OTTAWA (Reuters) - Canada’s economy grew at its best pace in nearly six years in the second quarter amid robust consumer spending and energy exports, raising expectations another interest rate hike could come as early as next week.
Gross domestic product grew at an annualized 4.5 percent, Statistics Canada said on Thursday, handily topping forecasts for 3.7 percent and making for the best pace of growth since the third quarter of 2011.
Better-than-expected June growth also suggested the economy could have more momentum than anticipated in the second half of the year. Canada has emerged as the fastest growing economy of any country in the G7 group of major develop economies.
The figures lifted the Canadian dollar and market bets of a rate increase in the next two months, with one economist bringing his forecast for a hike forward to September.
Canada’s performance in the first six months of the year was the strongest since 2002 on a non-annualized basis and has made the country a growth leader among its industrialized peers two years after it was hit by lower oil prices.
“It’s very hard to poke holes in this number,” said Frances Donald, senior economist at Manulife Asset Management. “This is a strong performance from the Canadian economy, not just in the second quarter but in the entire first half of the year.”
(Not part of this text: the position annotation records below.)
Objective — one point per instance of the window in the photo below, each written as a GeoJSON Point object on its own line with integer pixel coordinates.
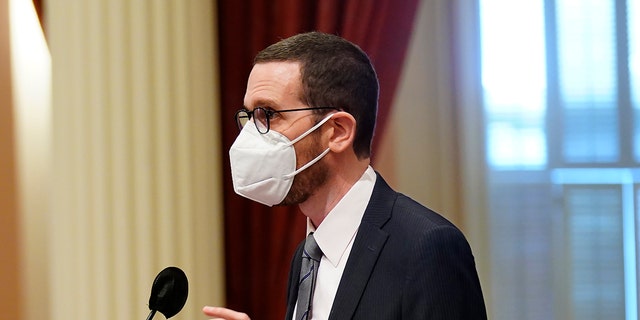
{"type": "Point", "coordinates": [561, 85]}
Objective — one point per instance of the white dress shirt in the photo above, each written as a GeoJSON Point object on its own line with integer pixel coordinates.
{"type": "Point", "coordinates": [335, 237]}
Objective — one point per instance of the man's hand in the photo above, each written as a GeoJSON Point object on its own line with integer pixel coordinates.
{"type": "Point", "coordinates": [219, 313]}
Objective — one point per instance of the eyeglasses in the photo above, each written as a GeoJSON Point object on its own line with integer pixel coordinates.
{"type": "Point", "coordinates": [262, 117]}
Second-quarter growth was substantially above the Bank of Canada’s forecast and extended a recent strong run for the economy that prompted the central bank to raise rates in July for the first time in seven years.
Consumers continued to prop up growth in the second quarter, with household consumption up an annualized 4.6 percent as Canadians spent on vehicles.
Exports also rose on the back of increased shipments of energy products, including crude oil and bitumen, as prices for such products fell.
Business investment on non-residential structures, machinery and equipment rose 7.1 percent. Inventories also rose, particularly in the manufacturing and trade sectors.
RATE HIKE EXPECTATIONS
Economic forecasters at CIBC changed their call for a rate hike to September from October in light of the strong figures.
“The bank can clearly argue that the economy simply doesn’t need rates as low as they have been to generate decent economic growth,” chief economist Avery Shenfeld wrote.
Markets see a 37.8 percent chance the bank will raise rates again at its next meeting in September, up from 20.9 percent odds ahead of the data. Most are betting on an October hike, with the likelihood at 86.8 percent, up from 72.4 percent.
There were signs the housing market weakened in the quarter, with investment in residential structures down.
That was due to a sharp decline in ownership transfer costs, the statistics agency said. Home sales in Toronto have fallen since the provincial government took a number of steps in April to rein in the hot market, including a tax on foreign buyers.